O fluxo inconstante da produção local é resultado de alguns fatores como a dificuldade de conseguir pauta nos teatros, muitos com problemas de infraestrutura, além da falta de financiamento e recursos materiais, como aponta Leidson. Nos palcos dos grandes teatros, peças nacionais que reproduzem histórias de filmes e de programas de TV ganham espaço. “Esse é um tipo de teatro não inventivo, que fica apenas no lúdico e subestima a inteligência de crianças. São peças que são um desserviço”, observa o pesquisador.
André Filho, diretor, dramaturgo, ator e músico, atualmente dirigindo o espetáculo infantil do mesmo grupo, Vento Forte para Água e Sabão, reflete sobre esse cenário: “Em contraponto a essas peças de caráter mercadológico, Recife vive uma efervescência da dramaturgia para crianças. Há 20 anos, era mais comum montar textos consagrados. Hoje, vemos uma produção de jovens dramaturgos que dialoga com as crianças sem medo. Toca em questões-tabu como vida e morte, abusos sexuais, medo”.
Sobre o espetáculo que dirige atualmente, André comenta que traz algumas novidades e elementos interessantes quando se fala de teatro para crianças. “Em Vento Forte... a música conduz a peça. Então, você vai encontrar traços musicais contemporâneos como Amy [Winehouse], o rock, blues, soul e jazz. Isso sem perder a identidade da música nordestina. Tem a proposta de dialogar com as crianças sobre assuntos espinhosos como a morte. Algo muito importante. É preciso abrir canais de diálogo pelas formas menos tradicionais. Por que privar as crianças desse universo?”, explica.
Leidson colabora com essa visão e comenta: “o teatro vem para provocar e instigar a criatividade da criança. Quem leva as crianças para o teatro tem que estar antenado. Teatro não é apenas entretenimento, principalmente, para crianças. A conversa posterior é fundamental para a criança apreender. O momento de ir ao teatro também tem o fator de sociabilizar, de dialogar como o humano e suas questões”.
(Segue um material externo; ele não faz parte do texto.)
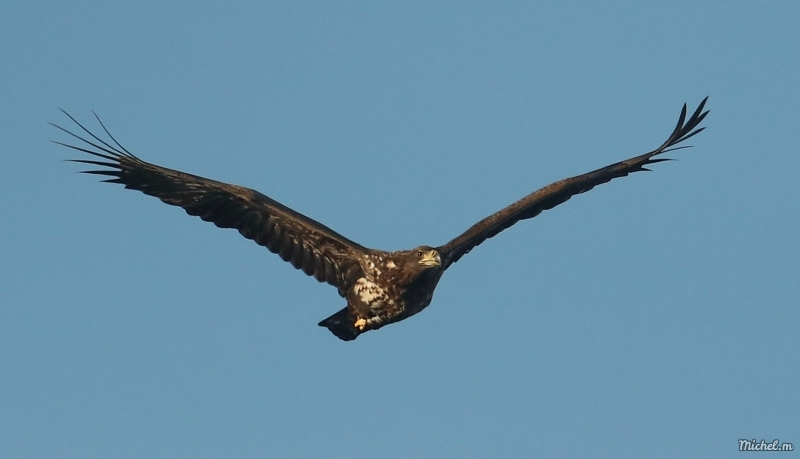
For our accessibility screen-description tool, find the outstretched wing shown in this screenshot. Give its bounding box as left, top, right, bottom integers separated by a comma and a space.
437, 97, 708, 269
50, 110, 370, 296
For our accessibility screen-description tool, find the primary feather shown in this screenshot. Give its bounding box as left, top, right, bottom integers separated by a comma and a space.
51, 97, 708, 340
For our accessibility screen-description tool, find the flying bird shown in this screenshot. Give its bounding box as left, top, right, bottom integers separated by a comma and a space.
50, 97, 708, 341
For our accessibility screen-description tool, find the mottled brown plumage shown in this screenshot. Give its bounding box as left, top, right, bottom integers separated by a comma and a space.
53, 98, 708, 340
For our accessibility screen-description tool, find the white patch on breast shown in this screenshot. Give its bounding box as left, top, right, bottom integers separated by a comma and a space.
353, 277, 386, 307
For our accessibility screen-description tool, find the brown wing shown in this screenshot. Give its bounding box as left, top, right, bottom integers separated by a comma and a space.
437, 97, 708, 269
51, 110, 370, 296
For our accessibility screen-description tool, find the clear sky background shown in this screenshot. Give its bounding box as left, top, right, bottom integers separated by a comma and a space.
0, 1, 800, 458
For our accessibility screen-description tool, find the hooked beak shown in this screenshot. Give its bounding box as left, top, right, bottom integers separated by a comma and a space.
419, 250, 442, 267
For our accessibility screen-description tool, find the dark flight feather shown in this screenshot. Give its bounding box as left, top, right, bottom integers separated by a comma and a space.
51, 98, 708, 340
437, 97, 708, 269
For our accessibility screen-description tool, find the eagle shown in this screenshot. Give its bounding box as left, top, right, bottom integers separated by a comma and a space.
50, 97, 708, 341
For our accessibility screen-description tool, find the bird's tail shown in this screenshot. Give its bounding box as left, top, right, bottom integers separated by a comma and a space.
318, 308, 362, 341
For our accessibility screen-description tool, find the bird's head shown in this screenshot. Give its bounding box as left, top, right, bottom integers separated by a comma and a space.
406, 245, 442, 270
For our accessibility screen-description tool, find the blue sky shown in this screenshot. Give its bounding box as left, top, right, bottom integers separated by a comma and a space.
0, 1, 800, 458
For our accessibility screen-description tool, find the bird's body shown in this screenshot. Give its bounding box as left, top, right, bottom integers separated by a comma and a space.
54, 99, 708, 340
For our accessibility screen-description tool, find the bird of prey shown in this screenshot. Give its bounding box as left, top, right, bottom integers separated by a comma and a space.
51, 97, 708, 341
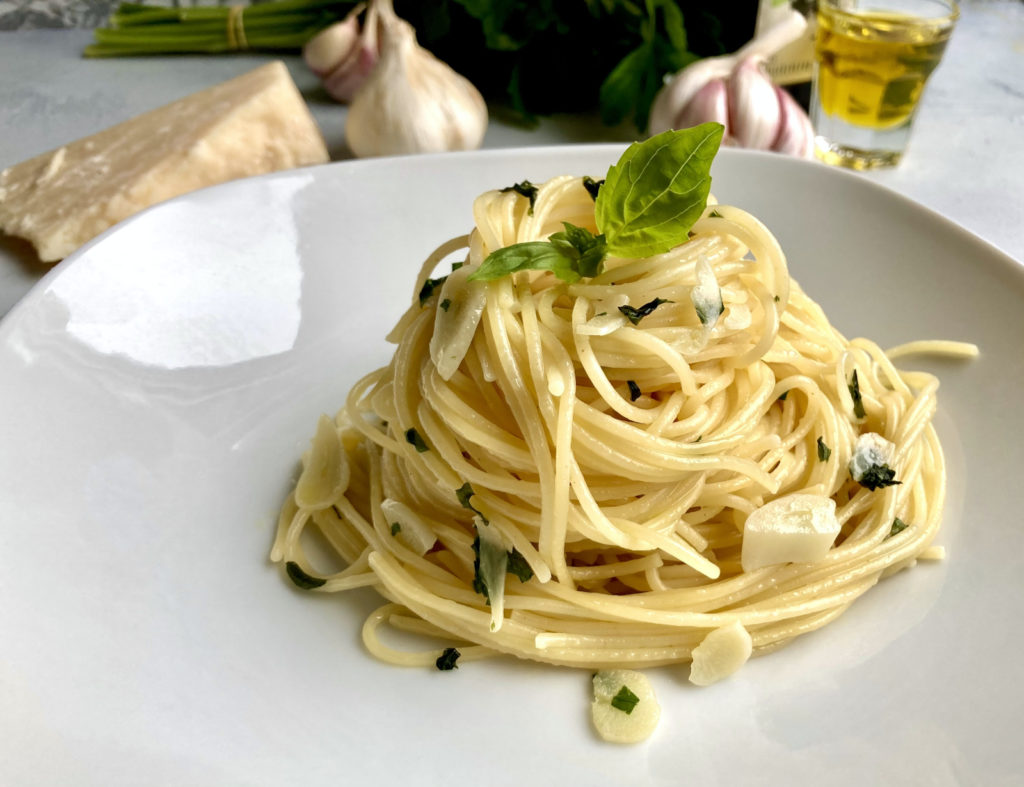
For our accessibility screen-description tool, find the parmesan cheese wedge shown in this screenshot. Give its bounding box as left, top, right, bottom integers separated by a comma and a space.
0, 60, 328, 262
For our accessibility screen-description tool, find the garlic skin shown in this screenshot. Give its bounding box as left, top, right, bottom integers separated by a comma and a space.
302, 3, 379, 103
345, 0, 487, 158
771, 85, 814, 159
677, 79, 732, 139
302, 13, 359, 77
324, 38, 378, 103
650, 11, 814, 158
728, 56, 782, 150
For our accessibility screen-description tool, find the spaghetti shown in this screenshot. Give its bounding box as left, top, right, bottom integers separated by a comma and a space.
271, 162, 976, 669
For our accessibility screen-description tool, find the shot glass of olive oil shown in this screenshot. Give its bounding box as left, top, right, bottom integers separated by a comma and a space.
811, 0, 959, 170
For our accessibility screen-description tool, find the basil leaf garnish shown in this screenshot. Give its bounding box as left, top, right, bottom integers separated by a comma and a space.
285, 560, 327, 591
594, 123, 725, 257
468, 123, 724, 286
434, 648, 462, 672
469, 241, 580, 283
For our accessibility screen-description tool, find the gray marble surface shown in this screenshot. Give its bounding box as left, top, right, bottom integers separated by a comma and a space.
0, 0, 1024, 315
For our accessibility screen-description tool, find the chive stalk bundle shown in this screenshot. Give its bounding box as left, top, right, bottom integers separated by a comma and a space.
84, 0, 355, 57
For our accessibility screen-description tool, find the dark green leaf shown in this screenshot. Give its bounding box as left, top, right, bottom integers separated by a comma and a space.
857, 465, 903, 491
420, 276, 447, 306
550, 221, 608, 277
583, 175, 604, 200
285, 560, 327, 591
473, 524, 509, 604
455, 481, 487, 524
594, 123, 724, 257
658, 0, 688, 54
406, 429, 430, 453
598, 41, 653, 126
848, 369, 865, 419
618, 298, 672, 325
502, 180, 538, 216
611, 686, 640, 714
506, 549, 534, 582
469, 241, 580, 283
434, 648, 462, 672
455, 481, 479, 514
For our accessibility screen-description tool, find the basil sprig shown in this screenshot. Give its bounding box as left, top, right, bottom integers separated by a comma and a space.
469, 123, 724, 283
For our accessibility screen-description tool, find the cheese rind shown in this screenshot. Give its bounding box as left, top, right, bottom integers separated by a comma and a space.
0, 61, 328, 262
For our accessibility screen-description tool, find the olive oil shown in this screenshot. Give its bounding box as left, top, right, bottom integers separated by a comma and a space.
815, 9, 952, 129
811, 0, 959, 170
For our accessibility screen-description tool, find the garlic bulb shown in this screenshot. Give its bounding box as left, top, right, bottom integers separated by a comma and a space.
650, 11, 814, 158
302, 3, 378, 103
345, 0, 487, 158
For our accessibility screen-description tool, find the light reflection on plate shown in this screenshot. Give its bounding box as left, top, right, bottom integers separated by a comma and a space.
0, 146, 1024, 785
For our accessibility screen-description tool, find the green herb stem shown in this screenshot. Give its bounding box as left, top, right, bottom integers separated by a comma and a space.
85, 0, 355, 57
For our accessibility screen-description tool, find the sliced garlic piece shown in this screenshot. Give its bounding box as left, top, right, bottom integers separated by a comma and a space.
740, 493, 840, 571
850, 432, 896, 483
590, 669, 662, 743
690, 257, 725, 333
295, 416, 349, 511
430, 265, 487, 380
381, 497, 437, 555
690, 620, 754, 686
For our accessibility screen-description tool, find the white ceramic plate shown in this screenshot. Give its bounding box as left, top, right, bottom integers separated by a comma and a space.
0, 146, 1024, 787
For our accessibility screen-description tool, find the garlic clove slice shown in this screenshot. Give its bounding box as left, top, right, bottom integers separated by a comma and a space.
771, 85, 814, 159
729, 56, 781, 150
430, 265, 487, 380
676, 79, 729, 137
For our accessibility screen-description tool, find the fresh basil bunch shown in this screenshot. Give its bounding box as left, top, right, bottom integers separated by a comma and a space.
395, 0, 757, 130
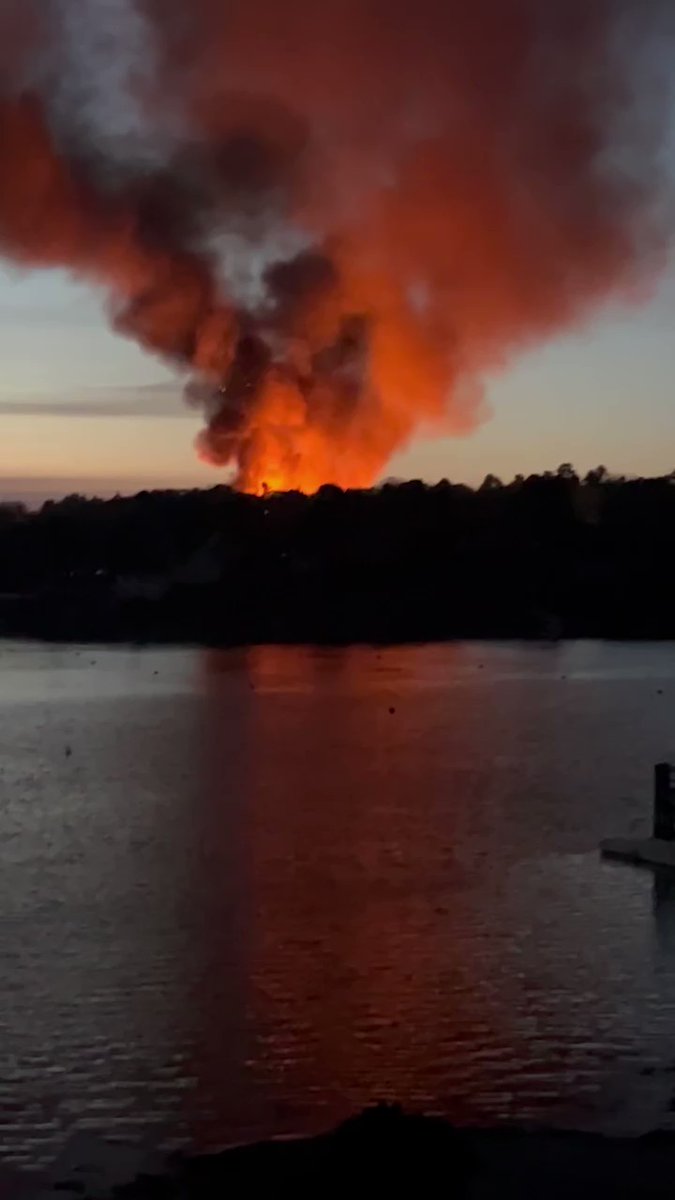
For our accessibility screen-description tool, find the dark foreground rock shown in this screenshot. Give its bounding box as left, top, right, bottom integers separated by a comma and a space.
55, 1109, 675, 1200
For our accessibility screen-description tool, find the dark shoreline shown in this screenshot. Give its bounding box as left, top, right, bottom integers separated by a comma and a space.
48, 1108, 675, 1200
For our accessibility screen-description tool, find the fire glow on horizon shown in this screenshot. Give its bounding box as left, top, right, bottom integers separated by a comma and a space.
0, 0, 669, 493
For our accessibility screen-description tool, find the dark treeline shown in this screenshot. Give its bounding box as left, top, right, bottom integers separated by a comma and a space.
0, 464, 675, 643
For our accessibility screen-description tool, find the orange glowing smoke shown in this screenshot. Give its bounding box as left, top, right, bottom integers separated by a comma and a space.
0, 0, 670, 492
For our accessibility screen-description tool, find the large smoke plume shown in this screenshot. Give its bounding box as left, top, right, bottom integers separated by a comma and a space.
0, 0, 670, 490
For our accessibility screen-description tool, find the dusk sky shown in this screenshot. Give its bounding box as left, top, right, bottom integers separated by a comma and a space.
0, 258, 675, 503
0, 0, 675, 503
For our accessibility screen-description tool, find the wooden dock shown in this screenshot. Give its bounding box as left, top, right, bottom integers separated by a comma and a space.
601, 762, 675, 870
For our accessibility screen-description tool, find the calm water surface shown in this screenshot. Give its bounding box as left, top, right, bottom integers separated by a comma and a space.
0, 642, 675, 1164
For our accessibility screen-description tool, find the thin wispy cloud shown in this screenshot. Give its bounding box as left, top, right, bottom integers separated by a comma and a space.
0, 383, 195, 419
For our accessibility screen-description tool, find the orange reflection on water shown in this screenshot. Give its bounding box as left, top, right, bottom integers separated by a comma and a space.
186, 647, 523, 1130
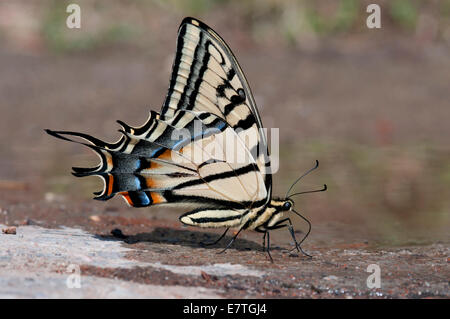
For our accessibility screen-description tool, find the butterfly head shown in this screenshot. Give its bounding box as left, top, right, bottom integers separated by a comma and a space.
270, 198, 294, 212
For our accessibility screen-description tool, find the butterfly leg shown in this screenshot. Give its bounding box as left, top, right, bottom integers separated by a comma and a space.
264, 231, 273, 263
200, 227, 230, 246
266, 218, 312, 258
218, 227, 244, 254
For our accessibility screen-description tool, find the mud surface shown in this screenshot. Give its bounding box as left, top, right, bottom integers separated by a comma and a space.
0, 192, 450, 298
0, 9, 450, 298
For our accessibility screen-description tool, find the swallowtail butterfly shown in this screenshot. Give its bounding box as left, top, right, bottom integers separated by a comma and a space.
46, 18, 326, 260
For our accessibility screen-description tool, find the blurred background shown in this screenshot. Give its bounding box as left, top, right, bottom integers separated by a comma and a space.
0, 0, 450, 246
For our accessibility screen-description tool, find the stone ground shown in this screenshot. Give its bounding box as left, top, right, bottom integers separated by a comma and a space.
0, 201, 450, 298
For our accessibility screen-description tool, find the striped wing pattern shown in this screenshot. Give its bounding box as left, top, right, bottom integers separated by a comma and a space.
161, 18, 272, 200
47, 18, 271, 228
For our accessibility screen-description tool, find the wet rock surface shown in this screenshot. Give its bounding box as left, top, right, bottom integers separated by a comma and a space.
0, 203, 450, 298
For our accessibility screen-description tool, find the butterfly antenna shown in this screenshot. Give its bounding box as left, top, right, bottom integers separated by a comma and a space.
292, 210, 312, 258
286, 184, 328, 199
285, 160, 319, 198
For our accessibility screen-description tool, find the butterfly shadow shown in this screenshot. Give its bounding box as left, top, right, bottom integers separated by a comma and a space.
97, 227, 270, 251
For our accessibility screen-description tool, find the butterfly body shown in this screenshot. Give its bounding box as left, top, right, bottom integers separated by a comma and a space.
46, 18, 320, 262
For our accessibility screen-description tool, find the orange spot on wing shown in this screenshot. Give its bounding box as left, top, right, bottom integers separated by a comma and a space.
145, 177, 158, 188
158, 150, 172, 160
108, 174, 114, 196
106, 154, 113, 168
120, 192, 133, 206
150, 193, 166, 204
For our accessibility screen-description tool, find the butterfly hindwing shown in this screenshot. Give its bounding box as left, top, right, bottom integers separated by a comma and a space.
47, 18, 272, 227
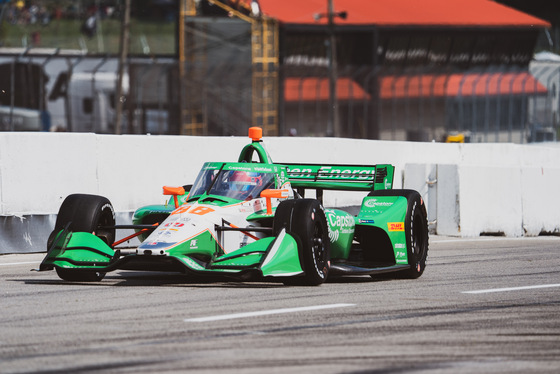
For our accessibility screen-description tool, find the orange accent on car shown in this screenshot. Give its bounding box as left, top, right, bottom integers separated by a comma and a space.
249, 127, 262, 142
163, 186, 185, 208
261, 189, 289, 216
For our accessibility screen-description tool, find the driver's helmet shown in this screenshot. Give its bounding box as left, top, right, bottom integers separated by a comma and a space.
229, 171, 262, 191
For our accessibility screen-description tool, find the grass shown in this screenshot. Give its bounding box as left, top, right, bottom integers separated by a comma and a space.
0, 19, 175, 55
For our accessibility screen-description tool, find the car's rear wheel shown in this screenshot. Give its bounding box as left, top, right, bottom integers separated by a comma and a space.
368, 190, 428, 279
273, 199, 330, 286
47, 194, 115, 282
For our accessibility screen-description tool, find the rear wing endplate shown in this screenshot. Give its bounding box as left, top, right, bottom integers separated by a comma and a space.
283, 164, 395, 191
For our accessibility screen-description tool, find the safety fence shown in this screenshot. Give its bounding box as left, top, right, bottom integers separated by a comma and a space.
0, 50, 560, 143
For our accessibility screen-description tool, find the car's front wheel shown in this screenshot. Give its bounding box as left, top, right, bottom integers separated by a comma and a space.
47, 194, 115, 282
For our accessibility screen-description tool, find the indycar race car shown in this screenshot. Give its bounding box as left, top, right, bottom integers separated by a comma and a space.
39, 127, 428, 286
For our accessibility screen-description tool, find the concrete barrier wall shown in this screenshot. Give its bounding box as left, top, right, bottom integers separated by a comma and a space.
0, 133, 560, 253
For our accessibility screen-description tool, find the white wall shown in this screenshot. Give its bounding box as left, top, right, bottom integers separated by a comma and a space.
0, 133, 560, 253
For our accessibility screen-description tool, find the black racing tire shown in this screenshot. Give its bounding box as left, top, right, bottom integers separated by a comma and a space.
368, 189, 429, 279
47, 194, 115, 282
273, 199, 330, 286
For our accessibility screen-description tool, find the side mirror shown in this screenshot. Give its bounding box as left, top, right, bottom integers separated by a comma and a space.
163, 186, 185, 209
261, 189, 290, 216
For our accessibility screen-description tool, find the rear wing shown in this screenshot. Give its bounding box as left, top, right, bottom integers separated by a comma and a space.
283, 164, 395, 191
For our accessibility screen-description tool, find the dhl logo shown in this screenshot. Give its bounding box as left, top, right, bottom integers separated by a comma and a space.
387, 222, 404, 231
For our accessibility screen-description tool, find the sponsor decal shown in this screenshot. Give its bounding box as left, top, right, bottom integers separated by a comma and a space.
288, 166, 375, 181
253, 199, 262, 212
364, 198, 394, 208
387, 222, 404, 231
325, 209, 356, 243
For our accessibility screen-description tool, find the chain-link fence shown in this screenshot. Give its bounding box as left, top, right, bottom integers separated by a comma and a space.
0, 50, 560, 143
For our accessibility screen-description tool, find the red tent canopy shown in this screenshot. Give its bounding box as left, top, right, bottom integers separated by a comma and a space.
380, 72, 547, 99
247, 0, 550, 27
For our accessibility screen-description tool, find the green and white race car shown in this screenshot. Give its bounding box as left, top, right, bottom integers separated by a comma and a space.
39, 127, 428, 286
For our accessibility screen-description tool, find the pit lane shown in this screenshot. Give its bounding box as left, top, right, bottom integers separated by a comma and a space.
0, 237, 560, 373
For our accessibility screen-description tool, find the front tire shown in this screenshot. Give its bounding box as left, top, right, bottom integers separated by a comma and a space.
273, 199, 330, 286
47, 194, 115, 282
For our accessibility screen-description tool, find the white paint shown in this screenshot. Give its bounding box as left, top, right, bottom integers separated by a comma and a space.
184, 304, 356, 322
461, 284, 560, 294
0, 261, 41, 266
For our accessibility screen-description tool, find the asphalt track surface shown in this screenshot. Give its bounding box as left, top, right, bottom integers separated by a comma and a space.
0, 237, 560, 374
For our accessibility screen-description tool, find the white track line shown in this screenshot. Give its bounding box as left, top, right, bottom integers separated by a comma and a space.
461, 284, 560, 294
184, 304, 356, 322
0, 261, 41, 266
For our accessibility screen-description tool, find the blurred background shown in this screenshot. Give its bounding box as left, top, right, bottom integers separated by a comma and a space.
0, 0, 560, 143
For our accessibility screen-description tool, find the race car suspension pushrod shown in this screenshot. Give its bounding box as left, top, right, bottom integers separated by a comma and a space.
112, 222, 159, 248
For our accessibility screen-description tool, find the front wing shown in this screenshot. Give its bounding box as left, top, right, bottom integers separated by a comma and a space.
39, 230, 303, 278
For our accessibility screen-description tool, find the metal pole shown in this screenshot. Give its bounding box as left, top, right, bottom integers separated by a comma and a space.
327, 0, 340, 136
115, 0, 130, 135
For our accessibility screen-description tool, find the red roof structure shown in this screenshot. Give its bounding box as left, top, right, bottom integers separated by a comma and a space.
252, 0, 550, 28
380, 72, 547, 99
284, 77, 370, 102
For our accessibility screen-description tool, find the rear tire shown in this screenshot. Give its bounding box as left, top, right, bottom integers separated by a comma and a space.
368, 190, 428, 279
47, 194, 115, 282
273, 199, 330, 286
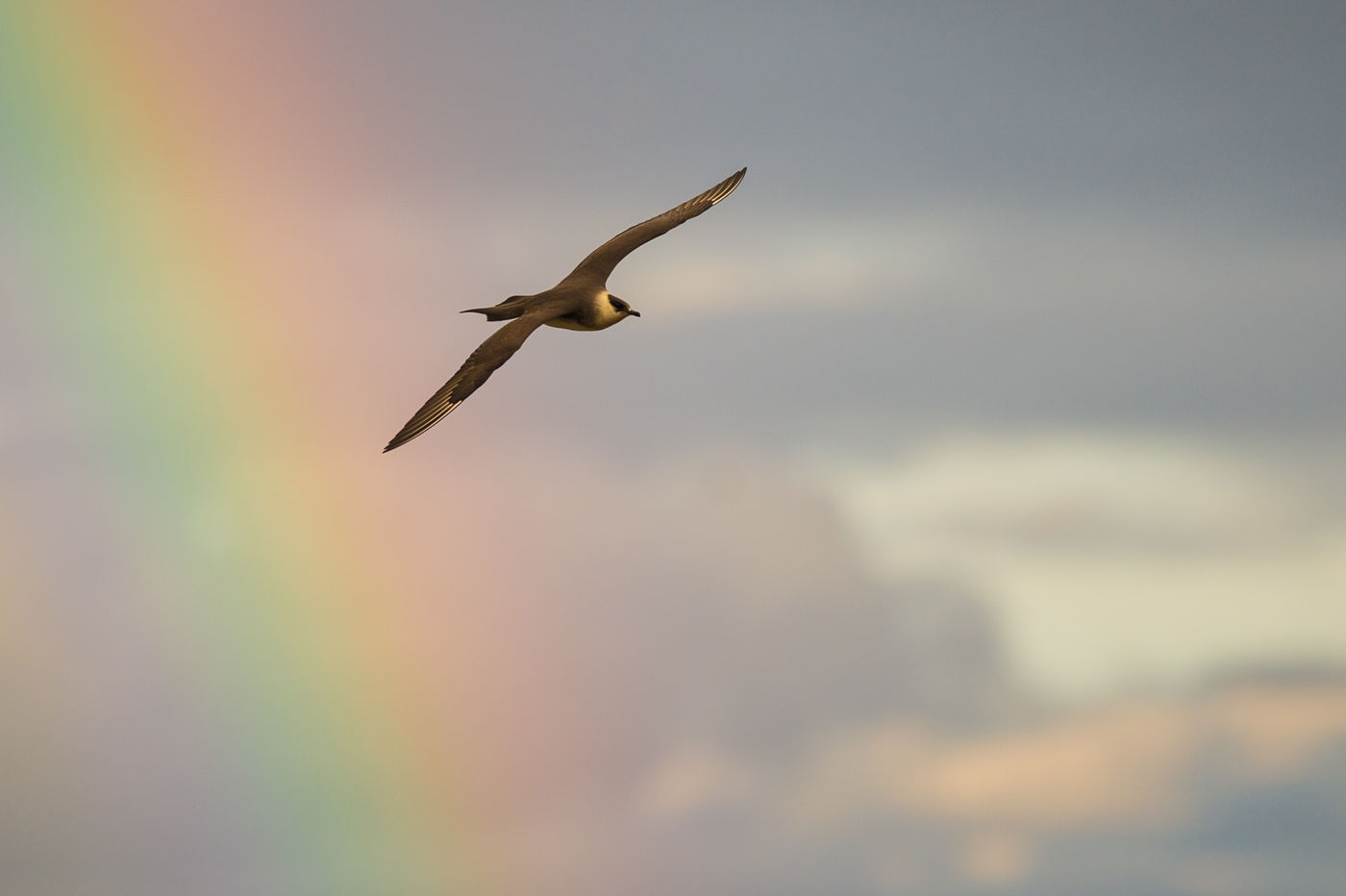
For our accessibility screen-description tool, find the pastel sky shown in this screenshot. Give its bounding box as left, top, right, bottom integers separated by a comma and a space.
0, 0, 1346, 896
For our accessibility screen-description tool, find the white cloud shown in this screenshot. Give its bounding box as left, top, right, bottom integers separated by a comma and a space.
820, 434, 1346, 697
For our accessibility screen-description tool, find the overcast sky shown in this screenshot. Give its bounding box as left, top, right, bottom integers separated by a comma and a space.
0, 0, 1346, 896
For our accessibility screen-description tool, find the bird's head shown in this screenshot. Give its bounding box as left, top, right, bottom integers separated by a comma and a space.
607, 293, 640, 317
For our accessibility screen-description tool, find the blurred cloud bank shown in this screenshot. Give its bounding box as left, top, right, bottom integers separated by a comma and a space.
0, 1, 1346, 896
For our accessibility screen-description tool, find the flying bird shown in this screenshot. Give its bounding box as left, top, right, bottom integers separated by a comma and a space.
384, 168, 747, 452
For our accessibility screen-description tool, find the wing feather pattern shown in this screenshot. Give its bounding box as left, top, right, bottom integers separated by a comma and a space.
384, 310, 556, 452
561, 168, 747, 284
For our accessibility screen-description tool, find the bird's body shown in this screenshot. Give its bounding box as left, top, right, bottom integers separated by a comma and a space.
384, 168, 747, 452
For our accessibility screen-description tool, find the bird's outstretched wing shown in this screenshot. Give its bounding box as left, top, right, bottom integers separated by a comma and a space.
384, 308, 559, 452
561, 168, 747, 284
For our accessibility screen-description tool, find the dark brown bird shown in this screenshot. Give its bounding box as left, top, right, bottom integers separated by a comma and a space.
384, 168, 747, 452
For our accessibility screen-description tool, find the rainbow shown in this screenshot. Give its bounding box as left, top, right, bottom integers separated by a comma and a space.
0, 1, 499, 893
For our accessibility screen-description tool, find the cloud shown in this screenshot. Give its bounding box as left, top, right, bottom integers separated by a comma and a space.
818, 432, 1346, 698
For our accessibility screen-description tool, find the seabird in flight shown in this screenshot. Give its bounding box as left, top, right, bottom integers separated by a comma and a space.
384, 168, 747, 452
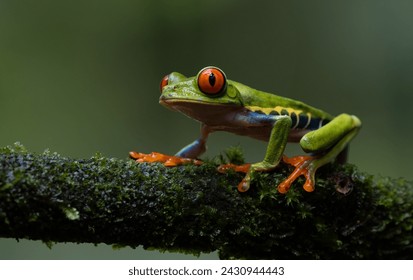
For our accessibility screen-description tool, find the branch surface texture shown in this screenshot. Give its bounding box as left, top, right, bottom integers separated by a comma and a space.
0, 144, 413, 259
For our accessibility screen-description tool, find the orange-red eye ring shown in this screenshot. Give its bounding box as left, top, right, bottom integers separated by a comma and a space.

“Teatro não tem obrigação de formar opinião ou conceito de educação. Ele comunica uma ideia e permite que cada um faça sua reflexão. E a leitura que uma criança faz do espetáculo é muito mais verticalizada. Ela consegue mergulhar e ter uma visão diferenciada da peça, pois está livre dos preconceitos que nós adultos já carregamos”, argumenta André.
Como Leidson também coloca, André fala da dificuldade de produzir teatro para crianças no Recife, no que tange aos recursos materiais. “Sempre foi muito na cara e na coragem. Dos R$ 40 milhões do Funcultura, no máximo dois espetáculos infantis são aprovados. A resistência dos grupos é real. As políticas públicas precisam olhar com mais carinho para essa produção", diz.